All fibre flat field calibration frame (echelle orders from bottom to top, each order contains eight fibres)

Purpose. Fibre flat fields are taken with the calibration unit of the FLAMES fibre positioner and a flat field lamp. They come in three different varieties: with only ODD numbered fibres illuminated, with only EVEN numbered fibres illuminted, and with ALL fibres illuminated. Only science fibres are used; the SimCal fibre is dark. Fibre flats with DPR.TYPE=LAMP,FLAT,ODD,SimCal, etc. are intended to be used for science observations using simultaneous calibration. For other science observations, the OzPoz fibre flats are taken.

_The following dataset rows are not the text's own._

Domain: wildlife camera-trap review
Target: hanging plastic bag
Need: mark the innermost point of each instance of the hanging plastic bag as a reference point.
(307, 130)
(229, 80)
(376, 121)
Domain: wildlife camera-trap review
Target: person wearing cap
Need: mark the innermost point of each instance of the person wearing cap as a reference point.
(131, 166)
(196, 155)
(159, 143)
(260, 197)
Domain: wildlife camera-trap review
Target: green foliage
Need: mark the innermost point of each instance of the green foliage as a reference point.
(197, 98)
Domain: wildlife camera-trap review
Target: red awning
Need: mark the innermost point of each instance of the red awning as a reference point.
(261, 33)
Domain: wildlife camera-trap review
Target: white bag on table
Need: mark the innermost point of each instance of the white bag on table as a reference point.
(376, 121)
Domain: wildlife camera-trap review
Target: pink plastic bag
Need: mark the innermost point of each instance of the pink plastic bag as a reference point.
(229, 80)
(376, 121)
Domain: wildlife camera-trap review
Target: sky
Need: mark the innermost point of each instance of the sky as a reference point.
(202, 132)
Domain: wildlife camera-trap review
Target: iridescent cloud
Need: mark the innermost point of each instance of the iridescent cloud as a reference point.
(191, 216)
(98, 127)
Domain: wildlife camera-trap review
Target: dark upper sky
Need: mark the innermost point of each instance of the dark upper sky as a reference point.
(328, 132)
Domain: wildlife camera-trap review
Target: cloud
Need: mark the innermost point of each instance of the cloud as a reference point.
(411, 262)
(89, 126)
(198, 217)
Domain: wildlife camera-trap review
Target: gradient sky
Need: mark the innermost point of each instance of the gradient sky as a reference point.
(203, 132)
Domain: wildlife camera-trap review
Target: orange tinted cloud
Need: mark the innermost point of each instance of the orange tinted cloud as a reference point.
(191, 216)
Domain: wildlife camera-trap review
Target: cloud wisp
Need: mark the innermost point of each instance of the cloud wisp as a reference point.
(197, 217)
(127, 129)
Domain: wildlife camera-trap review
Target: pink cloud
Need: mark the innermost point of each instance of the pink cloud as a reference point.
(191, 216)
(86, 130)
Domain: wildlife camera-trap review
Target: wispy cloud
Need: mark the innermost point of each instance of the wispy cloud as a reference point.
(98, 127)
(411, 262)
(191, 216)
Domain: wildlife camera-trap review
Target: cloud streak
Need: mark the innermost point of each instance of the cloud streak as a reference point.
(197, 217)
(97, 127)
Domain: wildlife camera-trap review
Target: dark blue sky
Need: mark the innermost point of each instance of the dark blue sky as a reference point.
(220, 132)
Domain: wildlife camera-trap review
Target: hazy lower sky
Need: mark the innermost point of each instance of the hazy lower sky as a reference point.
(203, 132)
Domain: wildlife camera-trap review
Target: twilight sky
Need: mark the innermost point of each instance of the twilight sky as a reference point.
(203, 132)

Three different types of fibre flat fields are needed because the images of the fibres on the detector partly overlap in the wings of the cross-dispersion profile in all-fibre flats. The recipe uses odd and even flats to determine the positions of all fibres and orders by making use of a Hough transform and stores the polynomial fit in the order definition table. A description of the Hough Transform and its application can be found in the article of Ballester (1994, Astron.Astrophys. 286, 1011).

The slit flat fields are equalised in the overlapping regions. A miminum set that covers the complete slit length used by the science observations is chosen as output. The odd/even fibre flats are normalised and cleaned for bad pixels. The fibre traces in the all-fibre flat are extracted and stored for relative normalisation between extracted science spectra from different fibres.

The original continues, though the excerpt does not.